December 15, 2016 - 16:21
In my last essay, I expressed my fear of “nature with all its infinite silence and unpredictability”. Does silence help me or us (humankind) as a society? In education, teachers/professors tell us to be quiet for a test or to take time alone to think about a concept, but does silence allow us to actually reach any solutions? When we are young parents tell us to time out, leaving us with only our own frustrations and anger, alone in our own silence. Yet in in these interactions we are hardly ever in actual silence. Even right now as I write this, as I think I am in silence, I hear the hum of my computer and the mumble of the TV coming from downstairs. So why would I be afraid of nature’s silence, and why does it leave me feeling vulnerable to an unpredictable world? Well I see no clear answer why silence disturbs me so much. I could blame this on my upbringing in a city but I have heard others from various parts of the world, “hate” the silence. “Porous Bodies and Trans- Corporeality” by Stacy Alaimo and “Human Cells Make Up Only Half Our Bodies. A New Book Explains” by Jonathan Weiner speak about the susceptibility of our bodies to accept outside bacterias and other bodies (organisms) because of the porosity of our bodies. What does that have to do with fear of silence? Well I believe that our modern society with all the buzz and technology that keeps us preoccupied throughout the days, simply tending to our own thoughts in a silence that completely holds the unknowing is a threat. A threat like this terrifies us because we feel alone-- alone with our porous bodies.
The two articles by Alaimo and Weiner leave me wondering what it means to be human. Alaimo explains how we are totally vulnerable to our surroundings and Weiner says that we really are made up just a large variety of cells of which only half of are considered “human”. As humans we feel so above nature as to view ourselves as a separate entity. Weiner mentions to us thought that, “The human genome consists of about 25,000 genes. But the combined genomes of all of our fellow travelers are about 500 times larger.” So we are made up of so many entities, yet we fail to connect with them.

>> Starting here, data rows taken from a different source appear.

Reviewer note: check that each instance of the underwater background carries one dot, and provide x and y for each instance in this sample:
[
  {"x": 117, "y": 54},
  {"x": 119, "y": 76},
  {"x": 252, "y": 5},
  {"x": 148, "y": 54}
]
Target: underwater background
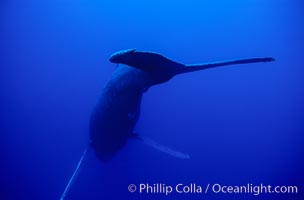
[{"x": 239, "y": 124}]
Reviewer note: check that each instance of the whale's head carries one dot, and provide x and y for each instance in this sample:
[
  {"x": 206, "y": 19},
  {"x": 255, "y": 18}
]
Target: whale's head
[{"x": 122, "y": 56}]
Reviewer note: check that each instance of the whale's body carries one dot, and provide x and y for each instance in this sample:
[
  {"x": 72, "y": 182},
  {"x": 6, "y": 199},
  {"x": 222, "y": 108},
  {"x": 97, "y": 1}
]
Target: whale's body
[{"x": 114, "y": 118}]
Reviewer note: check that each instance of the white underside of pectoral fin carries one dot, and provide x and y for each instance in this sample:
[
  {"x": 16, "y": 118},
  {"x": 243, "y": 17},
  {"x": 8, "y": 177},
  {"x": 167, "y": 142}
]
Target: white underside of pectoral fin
[{"x": 163, "y": 148}]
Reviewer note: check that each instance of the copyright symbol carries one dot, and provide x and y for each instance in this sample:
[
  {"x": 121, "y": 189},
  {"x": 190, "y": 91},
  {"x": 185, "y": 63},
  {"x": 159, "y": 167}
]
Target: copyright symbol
[{"x": 132, "y": 188}]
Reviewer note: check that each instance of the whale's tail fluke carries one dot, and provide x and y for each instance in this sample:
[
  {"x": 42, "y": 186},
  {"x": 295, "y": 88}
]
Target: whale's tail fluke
[
  {"x": 162, "y": 148},
  {"x": 197, "y": 67}
]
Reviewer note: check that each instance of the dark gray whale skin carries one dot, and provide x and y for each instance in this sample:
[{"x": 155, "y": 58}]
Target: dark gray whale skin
[{"x": 117, "y": 111}]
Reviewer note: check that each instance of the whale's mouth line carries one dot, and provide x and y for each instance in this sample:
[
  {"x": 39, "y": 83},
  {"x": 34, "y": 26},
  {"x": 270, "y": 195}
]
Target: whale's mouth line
[{"x": 119, "y": 56}]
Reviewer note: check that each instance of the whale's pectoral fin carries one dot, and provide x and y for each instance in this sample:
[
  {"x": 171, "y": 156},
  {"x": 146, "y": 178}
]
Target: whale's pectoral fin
[
  {"x": 160, "y": 147},
  {"x": 197, "y": 67}
]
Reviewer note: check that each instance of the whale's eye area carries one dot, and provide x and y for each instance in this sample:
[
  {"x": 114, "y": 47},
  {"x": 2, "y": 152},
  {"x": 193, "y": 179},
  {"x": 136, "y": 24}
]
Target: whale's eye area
[{"x": 121, "y": 56}]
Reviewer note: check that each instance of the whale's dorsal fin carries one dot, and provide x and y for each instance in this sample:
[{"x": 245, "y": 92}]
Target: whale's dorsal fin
[
  {"x": 159, "y": 147},
  {"x": 146, "y": 61}
]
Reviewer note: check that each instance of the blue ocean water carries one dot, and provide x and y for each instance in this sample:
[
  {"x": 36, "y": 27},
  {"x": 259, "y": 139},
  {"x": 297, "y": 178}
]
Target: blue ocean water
[{"x": 239, "y": 124}]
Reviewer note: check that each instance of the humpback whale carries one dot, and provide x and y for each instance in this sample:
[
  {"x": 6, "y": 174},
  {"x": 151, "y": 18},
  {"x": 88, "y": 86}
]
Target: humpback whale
[
  {"x": 114, "y": 117},
  {"x": 117, "y": 111}
]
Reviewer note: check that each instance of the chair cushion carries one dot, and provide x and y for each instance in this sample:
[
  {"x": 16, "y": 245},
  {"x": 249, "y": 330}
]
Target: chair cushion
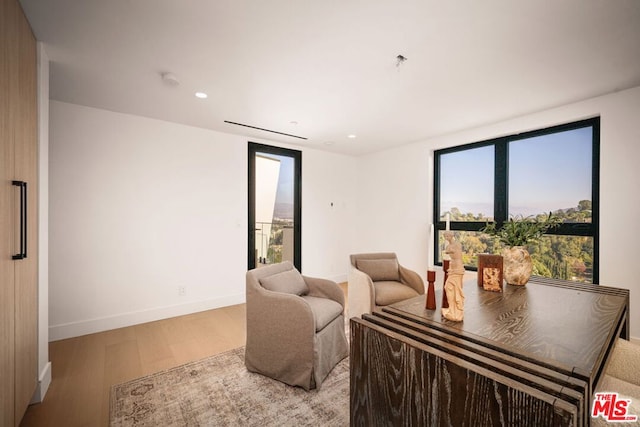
[
  {"x": 625, "y": 361},
  {"x": 288, "y": 282},
  {"x": 379, "y": 269},
  {"x": 324, "y": 310},
  {"x": 389, "y": 292}
]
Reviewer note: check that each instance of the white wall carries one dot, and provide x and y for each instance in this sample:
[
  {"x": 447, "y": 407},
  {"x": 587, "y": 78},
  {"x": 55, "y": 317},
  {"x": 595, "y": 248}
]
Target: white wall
[
  {"x": 396, "y": 188},
  {"x": 139, "y": 207},
  {"x": 44, "y": 365}
]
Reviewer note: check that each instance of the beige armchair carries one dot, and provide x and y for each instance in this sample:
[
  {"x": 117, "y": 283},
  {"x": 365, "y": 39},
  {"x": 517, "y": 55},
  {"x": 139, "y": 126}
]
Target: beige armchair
[
  {"x": 622, "y": 376},
  {"x": 295, "y": 325},
  {"x": 377, "y": 279}
]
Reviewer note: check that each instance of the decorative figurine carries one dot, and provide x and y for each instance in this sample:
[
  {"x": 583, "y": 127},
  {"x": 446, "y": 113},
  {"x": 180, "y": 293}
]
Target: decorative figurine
[
  {"x": 431, "y": 293},
  {"x": 453, "y": 284}
]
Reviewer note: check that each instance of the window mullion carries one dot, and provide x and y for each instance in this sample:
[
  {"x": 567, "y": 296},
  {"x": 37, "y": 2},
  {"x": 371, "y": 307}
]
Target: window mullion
[{"x": 501, "y": 182}]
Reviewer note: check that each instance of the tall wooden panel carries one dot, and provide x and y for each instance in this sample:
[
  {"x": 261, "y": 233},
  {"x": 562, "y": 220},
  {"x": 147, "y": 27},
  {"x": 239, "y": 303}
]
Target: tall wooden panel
[
  {"x": 6, "y": 229},
  {"x": 19, "y": 231}
]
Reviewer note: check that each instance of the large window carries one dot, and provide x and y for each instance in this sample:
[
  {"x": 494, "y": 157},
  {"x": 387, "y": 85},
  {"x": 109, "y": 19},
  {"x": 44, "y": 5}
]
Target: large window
[{"x": 529, "y": 174}]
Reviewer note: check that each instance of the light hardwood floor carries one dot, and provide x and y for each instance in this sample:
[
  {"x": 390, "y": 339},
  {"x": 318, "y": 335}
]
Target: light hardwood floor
[{"x": 85, "y": 368}]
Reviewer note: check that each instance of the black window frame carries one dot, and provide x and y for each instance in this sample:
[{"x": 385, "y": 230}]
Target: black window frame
[{"x": 501, "y": 186}]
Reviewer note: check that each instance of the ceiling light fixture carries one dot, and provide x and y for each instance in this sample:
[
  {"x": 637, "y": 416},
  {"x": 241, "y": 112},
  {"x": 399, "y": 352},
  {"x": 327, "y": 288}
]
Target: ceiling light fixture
[{"x": 169, "y": 79}]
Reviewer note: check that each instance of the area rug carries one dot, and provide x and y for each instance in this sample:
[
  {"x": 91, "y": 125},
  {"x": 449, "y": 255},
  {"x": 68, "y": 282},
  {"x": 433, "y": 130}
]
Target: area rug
[{"x": 219, "y": 391}]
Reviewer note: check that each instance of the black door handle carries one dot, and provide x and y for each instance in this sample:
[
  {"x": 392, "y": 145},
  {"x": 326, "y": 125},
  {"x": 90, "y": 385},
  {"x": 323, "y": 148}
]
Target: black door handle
[{"x": 23, "y": 219}]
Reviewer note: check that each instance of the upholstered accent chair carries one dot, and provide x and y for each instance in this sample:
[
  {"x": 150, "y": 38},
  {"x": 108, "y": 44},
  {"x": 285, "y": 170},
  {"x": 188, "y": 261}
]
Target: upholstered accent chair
[
  {"x": 377, "y": 279},
  {"x": 295, "y": 325},
  {"x": 622, "y": 376}
]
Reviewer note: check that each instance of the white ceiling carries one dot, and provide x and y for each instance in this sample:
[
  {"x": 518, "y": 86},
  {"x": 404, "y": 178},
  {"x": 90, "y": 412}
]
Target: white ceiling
[{"x": 330, "y": 65}]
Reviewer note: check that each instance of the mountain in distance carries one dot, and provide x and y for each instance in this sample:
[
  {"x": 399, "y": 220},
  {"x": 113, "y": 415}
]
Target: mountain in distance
[{"x": 283, "y": 211}]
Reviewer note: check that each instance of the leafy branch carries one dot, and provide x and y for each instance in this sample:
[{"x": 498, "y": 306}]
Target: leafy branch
[{"x": 520, "y": 230}]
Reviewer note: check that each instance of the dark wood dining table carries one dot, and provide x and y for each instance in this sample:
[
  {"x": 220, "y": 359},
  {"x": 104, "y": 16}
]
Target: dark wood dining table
[{"x": 529, "y": 355}]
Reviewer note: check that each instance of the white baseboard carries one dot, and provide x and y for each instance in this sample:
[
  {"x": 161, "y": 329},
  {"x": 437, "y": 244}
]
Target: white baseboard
[
  {"x": 90, "y": 326},
  {"x": 44, "y": 381}
]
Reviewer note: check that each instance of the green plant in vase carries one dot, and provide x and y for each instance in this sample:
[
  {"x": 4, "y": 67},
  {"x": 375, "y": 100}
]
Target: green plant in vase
[{"x": 515, "y": 234}]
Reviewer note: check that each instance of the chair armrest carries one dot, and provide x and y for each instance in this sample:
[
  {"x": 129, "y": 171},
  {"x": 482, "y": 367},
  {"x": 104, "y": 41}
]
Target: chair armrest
[
  {"x": 361, "y": 293},
  {"x": 324, "y": 288},
  {"x": 624, "y": 362},
  {"x": 412, "y": 279}
]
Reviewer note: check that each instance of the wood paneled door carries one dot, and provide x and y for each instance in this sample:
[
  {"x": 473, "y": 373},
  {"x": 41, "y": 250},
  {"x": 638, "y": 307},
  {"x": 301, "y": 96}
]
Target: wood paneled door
[{"x": 18, "y": 213}]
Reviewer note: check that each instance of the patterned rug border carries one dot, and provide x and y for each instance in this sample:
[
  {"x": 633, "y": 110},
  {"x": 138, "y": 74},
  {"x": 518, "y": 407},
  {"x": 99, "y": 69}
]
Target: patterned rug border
[{"x": 213, "y": 391}]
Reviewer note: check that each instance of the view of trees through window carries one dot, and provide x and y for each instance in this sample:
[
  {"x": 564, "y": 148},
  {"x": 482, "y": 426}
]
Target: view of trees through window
[
  {"x": 561, "y": 257},
  {"x": 530, "y": 174}
]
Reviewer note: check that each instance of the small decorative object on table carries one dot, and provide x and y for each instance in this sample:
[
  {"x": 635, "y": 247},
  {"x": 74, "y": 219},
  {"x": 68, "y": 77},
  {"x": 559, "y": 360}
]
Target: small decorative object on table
[
  {"x": 490, "y": 272},
  {"x": 515, "y": 234},
  {"x": 453, "y": 284},
  {"x": 431, "y": 293},
  {"x": 445, "y": 268}
]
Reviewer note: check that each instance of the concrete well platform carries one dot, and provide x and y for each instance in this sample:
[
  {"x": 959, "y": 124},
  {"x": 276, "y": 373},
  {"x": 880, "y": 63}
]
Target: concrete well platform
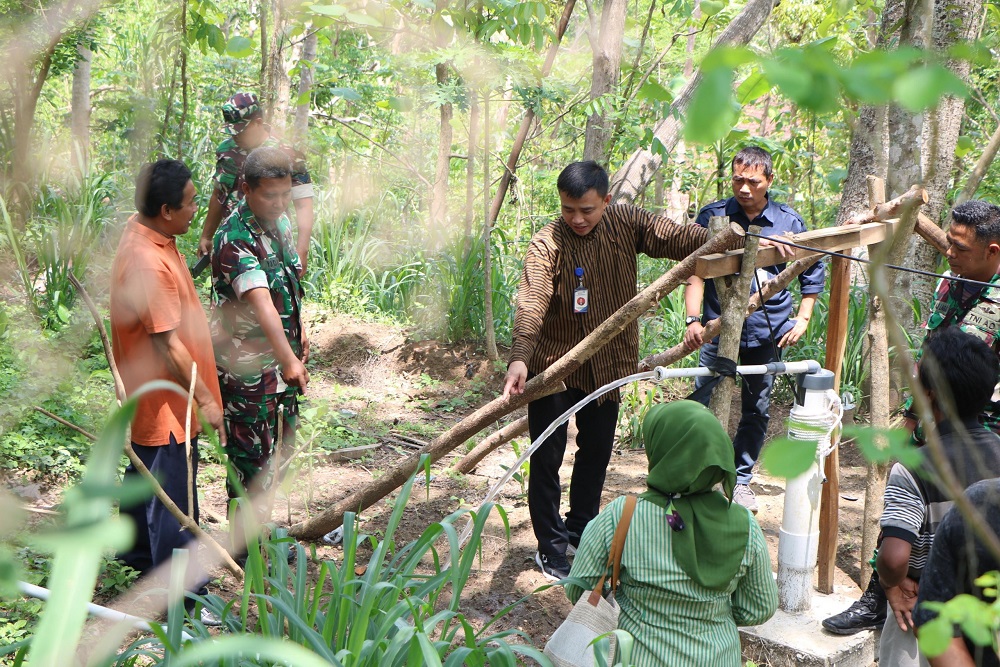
[{"x": 794, "y": 640}]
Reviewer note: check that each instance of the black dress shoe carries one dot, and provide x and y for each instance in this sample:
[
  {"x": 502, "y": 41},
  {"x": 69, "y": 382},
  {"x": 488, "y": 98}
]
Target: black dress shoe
[{"x": 868, "y": 613}]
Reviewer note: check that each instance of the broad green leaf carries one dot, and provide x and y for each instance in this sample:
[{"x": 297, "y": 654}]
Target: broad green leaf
[
  {"x": 328, "y": 10},
  {"x": 363, "y": 19},
  {"x": 652, "y": 90},
  {"x": 753, "y": 87},
  {"x": 879, "y": 446},
  {"x": 345, "y": 93},
  {"x": 964, "y": 145},
  {"x": 711, "y": 114},
  {"x": 239, "y": 46},
  {"x": 935, "y": 636},
  {"x": 711, "y": 7},
  {"x": 788, "y": 458},
  {"x": 400, "y": 104},
  {"x": 923, "y": 87}
]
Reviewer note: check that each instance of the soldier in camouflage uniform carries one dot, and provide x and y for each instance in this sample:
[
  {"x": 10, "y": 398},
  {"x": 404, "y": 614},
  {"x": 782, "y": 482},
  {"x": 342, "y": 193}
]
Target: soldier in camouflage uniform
[
  {"x": 245, "y": 125},
  {"x": 973, "y": 253},
  {"x": 260, "y": 343}
]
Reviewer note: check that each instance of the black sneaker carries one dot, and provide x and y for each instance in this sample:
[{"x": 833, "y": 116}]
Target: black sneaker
[
  {"x": 554, "y": 566},
  {"x": 868, "y": 613}
]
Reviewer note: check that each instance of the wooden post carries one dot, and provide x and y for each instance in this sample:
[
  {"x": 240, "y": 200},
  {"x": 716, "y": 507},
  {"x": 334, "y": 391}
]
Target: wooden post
[
  {"x": 879, "y": 351},
  {"x": 836, "y": 341},
  {"x": 733, "y": 294}
]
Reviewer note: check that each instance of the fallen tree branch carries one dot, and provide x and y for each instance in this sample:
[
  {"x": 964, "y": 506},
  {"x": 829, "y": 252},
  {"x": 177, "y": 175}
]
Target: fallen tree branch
[
  {"x": 363, "y": 498},
  {"x": 713, "y": 327},
  {"x": 494, "y": 441}
]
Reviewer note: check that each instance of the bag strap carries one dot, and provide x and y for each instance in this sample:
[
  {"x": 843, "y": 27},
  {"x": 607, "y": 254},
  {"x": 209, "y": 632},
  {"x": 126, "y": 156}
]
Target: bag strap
[{"x": 617, "y": 547}]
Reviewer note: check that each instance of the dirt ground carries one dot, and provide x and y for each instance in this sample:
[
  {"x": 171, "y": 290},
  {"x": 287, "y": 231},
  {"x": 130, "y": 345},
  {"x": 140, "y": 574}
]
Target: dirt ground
[{"x": 382, "y": 387}]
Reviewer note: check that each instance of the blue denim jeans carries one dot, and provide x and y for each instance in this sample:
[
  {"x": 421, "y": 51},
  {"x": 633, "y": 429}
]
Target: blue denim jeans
[{"x": 756, "y": 403}]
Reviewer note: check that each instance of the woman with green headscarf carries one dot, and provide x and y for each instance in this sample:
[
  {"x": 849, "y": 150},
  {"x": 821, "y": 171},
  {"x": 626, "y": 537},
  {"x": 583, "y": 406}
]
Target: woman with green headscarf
[{"x": 695, "y": 565}]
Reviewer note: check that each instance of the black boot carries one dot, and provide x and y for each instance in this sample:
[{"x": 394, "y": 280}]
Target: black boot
[{"x": 868, "y": 613}]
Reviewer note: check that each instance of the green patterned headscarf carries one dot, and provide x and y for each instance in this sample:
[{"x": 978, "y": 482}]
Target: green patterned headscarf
[{"x": 689, "y": 453}]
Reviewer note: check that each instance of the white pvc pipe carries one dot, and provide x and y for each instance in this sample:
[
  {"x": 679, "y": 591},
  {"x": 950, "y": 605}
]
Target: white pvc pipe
[
  {"x": 798, "y": 540},
  {"x": 96, "y": 610},
  {"x": 658, "y": 374}
]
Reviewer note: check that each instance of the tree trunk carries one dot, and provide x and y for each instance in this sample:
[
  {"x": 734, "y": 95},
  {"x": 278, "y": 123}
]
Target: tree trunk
[
  {"x": 275, "y": 88},
  {"x": 607, "y": 72},
  {"x": 638, "y": 170},
  {"x": 306, "y": 76},
  {"x": 529, "y": 116},
  {"x": 394, "y": 478},
  {"x": 81, "y": 107},
  {"x": 491, "y": 336},
  {"x": 439, "y": 196},
  {"x": 955, "y": 22},
  {"x": 184, "y": 97}
]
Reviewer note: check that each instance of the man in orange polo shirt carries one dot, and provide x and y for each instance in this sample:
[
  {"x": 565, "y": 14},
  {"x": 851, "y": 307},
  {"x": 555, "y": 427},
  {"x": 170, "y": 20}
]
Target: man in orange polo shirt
[{"x": 158, "y": 330}]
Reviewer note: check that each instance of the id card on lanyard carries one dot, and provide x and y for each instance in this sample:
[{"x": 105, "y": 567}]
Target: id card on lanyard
[{"x": 581, "y": 298}]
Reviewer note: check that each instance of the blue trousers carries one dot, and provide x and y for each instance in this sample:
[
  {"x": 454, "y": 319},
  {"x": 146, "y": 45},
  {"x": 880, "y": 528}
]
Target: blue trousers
[
  {"x": 595, "y": 437},
  {"x": 157, "y": 532},
  {"x": 756, "y": 403}
]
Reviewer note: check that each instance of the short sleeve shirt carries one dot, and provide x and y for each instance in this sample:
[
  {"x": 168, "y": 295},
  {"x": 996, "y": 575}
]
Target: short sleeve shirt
[
  {"x": 246, "y": 256},
  {"x": 228, "y": 178},
  {"x": 152, "y": 292}
]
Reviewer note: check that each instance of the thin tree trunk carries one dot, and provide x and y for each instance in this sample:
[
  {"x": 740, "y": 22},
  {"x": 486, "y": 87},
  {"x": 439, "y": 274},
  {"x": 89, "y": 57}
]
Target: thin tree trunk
[
  {"x": 955, "y": 22},
  {"x": 393, "y": 478},
  {"x": 439, "y": 196},
  {"x": 184, "y": 98},
  {"x": 81, "y": 106},
  {"x": 637, "y": 172},
  {"x": 491, "y": 336},
  {"x": 529, "y": 116},
  {"x": 605, "y": 77},
  {"x": 470, "y": 172},
  {"x": 306, "y": 76}
]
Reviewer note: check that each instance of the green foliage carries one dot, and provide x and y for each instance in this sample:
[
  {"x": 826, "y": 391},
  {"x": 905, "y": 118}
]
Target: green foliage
[{"x": 979, "y": 620}]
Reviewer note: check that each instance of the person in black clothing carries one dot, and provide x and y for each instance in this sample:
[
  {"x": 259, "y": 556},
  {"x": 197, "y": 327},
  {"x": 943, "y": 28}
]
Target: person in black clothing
[
  {"x": 957, "y": 559},
  {"x": 957, "y": 372}
]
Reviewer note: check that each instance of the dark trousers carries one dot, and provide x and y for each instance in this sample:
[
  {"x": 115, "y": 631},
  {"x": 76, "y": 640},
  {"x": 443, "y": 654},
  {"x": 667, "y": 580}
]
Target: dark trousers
[
  {"x": 596, "y": 431},
  {"x": 756, "y": 403},
  {"x": 157, "y": 532}
]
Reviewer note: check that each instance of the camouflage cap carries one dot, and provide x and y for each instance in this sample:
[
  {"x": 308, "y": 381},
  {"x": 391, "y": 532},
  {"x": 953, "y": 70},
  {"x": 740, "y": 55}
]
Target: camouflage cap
[{"x": 238, "y": 111}]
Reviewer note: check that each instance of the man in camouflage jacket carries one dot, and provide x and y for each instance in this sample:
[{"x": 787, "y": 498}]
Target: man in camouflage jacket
[
  {"x": 260, "y": 343},
  {"x": 245, "y": 125}
]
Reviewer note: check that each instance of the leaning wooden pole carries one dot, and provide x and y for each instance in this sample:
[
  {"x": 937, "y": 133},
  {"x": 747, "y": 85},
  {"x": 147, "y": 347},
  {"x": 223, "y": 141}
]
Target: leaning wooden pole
[
  {"x": 367, "y": 496},
  {"x": 836, "y": 343},
  {"x": 713, "y": 327},
  {"x": 733, "y": 294},
  {"x": 495, "y": 440}
]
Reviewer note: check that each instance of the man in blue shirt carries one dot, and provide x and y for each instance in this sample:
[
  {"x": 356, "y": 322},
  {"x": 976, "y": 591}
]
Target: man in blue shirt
[{"x": 769, "y": 329}]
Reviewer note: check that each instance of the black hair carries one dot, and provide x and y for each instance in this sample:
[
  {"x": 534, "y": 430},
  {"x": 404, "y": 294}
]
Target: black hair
[
  {"x": 160, "y": 183},
  {"x": 960, "y": 365},
  {"x": 266, "y": 162},
  {"x": 982, "y": 217},
  {"x": 579, "y": 178},
  {"x": 754, "y": 156}
]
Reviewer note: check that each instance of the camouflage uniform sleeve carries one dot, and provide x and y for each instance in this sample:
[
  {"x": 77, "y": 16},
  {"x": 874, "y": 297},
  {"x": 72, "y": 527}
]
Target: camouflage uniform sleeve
[
  {"x": 225, "y": 176},
  {"x": 239, "y": 266}
]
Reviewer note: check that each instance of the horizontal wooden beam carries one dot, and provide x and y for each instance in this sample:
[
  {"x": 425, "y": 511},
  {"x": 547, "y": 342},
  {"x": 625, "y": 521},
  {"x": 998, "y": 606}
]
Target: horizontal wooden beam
[{"x": 833, "y": 239}]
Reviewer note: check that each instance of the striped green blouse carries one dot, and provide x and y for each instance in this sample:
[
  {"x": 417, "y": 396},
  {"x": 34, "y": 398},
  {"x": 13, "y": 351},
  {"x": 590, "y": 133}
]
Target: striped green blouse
[{"x": 675, "y": 621}]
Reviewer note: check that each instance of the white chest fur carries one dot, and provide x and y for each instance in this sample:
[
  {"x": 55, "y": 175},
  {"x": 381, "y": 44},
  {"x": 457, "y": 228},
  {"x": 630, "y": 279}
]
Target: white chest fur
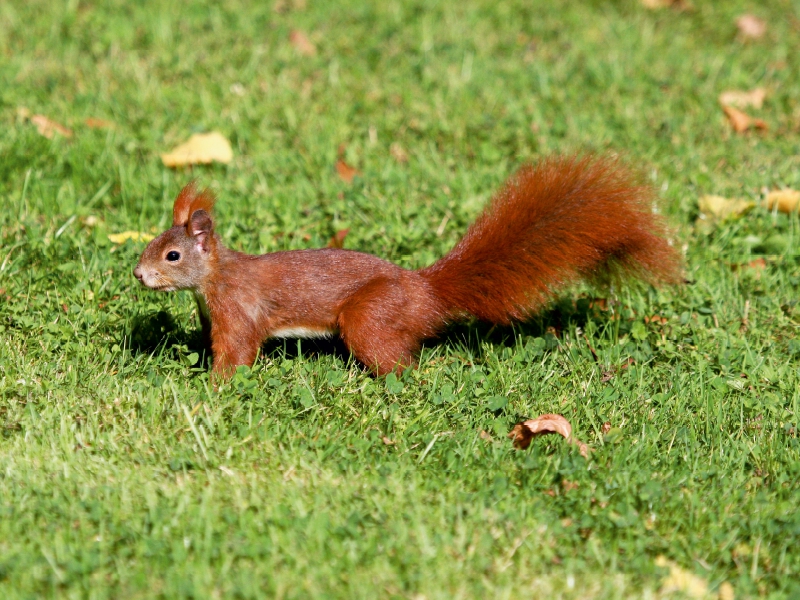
[{"x": 301, "y": 332}]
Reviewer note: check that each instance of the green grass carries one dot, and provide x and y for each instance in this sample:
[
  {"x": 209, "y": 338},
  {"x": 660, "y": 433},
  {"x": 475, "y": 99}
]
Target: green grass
[{"x": 123, "y": 475}]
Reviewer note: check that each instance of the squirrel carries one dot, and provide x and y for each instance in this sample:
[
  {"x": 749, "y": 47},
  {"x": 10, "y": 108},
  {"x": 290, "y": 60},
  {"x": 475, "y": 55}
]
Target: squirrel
[{"x": 551, "y": 224}]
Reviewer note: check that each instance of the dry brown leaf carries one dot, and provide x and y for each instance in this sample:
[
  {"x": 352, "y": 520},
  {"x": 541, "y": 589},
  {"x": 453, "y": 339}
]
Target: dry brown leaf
[
  {"x": 741, "y": 99},
  {"x": 345, "y": 171},
  {"x": 301, "y": 43},
  {"x": 136, "y": 236},
  {"x": 48, "y": 128},
  {"x": 681, "y": 581},
  {"x": 741, "y": 121},
  {"x": 337, "y": 241},
  {"x": 751, "y": 27},
  {"x": 523, "y": 433},
  {"x": 786, "y": 201},
  {"x": 719, "y": 208},
  {"x": 94, "y": 123},
  {"x": 201, "y": 148},
  {"x": 398, "y": 153}
]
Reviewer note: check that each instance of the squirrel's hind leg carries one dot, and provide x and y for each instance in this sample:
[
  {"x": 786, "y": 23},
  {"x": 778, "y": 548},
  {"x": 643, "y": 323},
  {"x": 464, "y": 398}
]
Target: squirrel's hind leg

I learned in my Geology class, if the timeline of the Earth were represented by a human arm, human life could be brushed off the tip of a fingernail. So as a species we are so young and we have not yet acquired the skills to understand what we are, although we have the egos as though we do. For me, I have never necessarily considered myself “bonded” with nature because I enjoy living in the human constructed societies. Technically I am bonded with nature through our respiratory process, but in terms of feeling connected outside of a purely scientific way not really. It does not mean I don’t believe that we shouldn’t do something to help save our planet from the pain we are afflicting on it, but I can also see why the process of making more significant changes has yet to be instituted. Our disconnect/fear of nature, allows us (I am generally using “us” as a human society as a whole, though I realize efforts are trying to be taken) to make any real change. Alas, with all this disconnect, I have failed to understand what the silence of nature means.
The meaning. There is no meaning to it, only a truth said to be found in it, yet again our fears/anxiety about what unpredictable truths lie in that silence. Well I think I am actually coming to realize an analogy to our fears of it, or at least mine in particular. Humans have just been born and the nature is our parent. We have yet to understand it, and we are afraid of what nature holds in its silence so we distract ourselves in our own communities to ignore these fears. We are afraid of death, because we view it as a threat. In nature, the porosity of our bodies, leads us to to feel like a victim, that lead us to our ultimate fear, death. Alaimo says, “... every encounter between bodies modifies the bodies that encounter one another, such that their affects– their capacities for acting and being acted upon –gain or lose power.” A human’s biggest fear is losing power, and any source that has that ability is considered a threat. So our bodies are really a threat to ourselves because we have the ability to lose power to the simple forces of nature.
Alas, we are afraid of much more than an infinite silence in nature. Even now, as I say continue to say “we” and “our” when I should say “I” because even now I feel afraid of feeling alone in my fears. Stacy Alaimo and Jonathan Weiner’s articles display how afraid we can be of nature. In that nature is an infinite silence that scares me and why is because we realize just how vulnerable our minds and bodies are. To be vulnerable or weak is frowned upon so we want to gain power, yet instead we continue to lose power to the bodies that our bodies interact with. Although we do whatever we can to not lose power (the reason for the push toward antibacteria), we cannot fight what our bodies are made to do. So there are a lot of layers to are push against silence, and the silence used in education in a human society is different then the silence nature produces. In a human society, silence gives us time to find what we usually consider a solution but in nature there is no solution only our minds. Our minds in the silence of nature, then frighten us because we think about the porosity of our bodies which leave us vulnerable. In the human constructed society, we are not as afraid of the silence because we feel comfortable/safe with our efforts to combat bacteria which nature does not provide.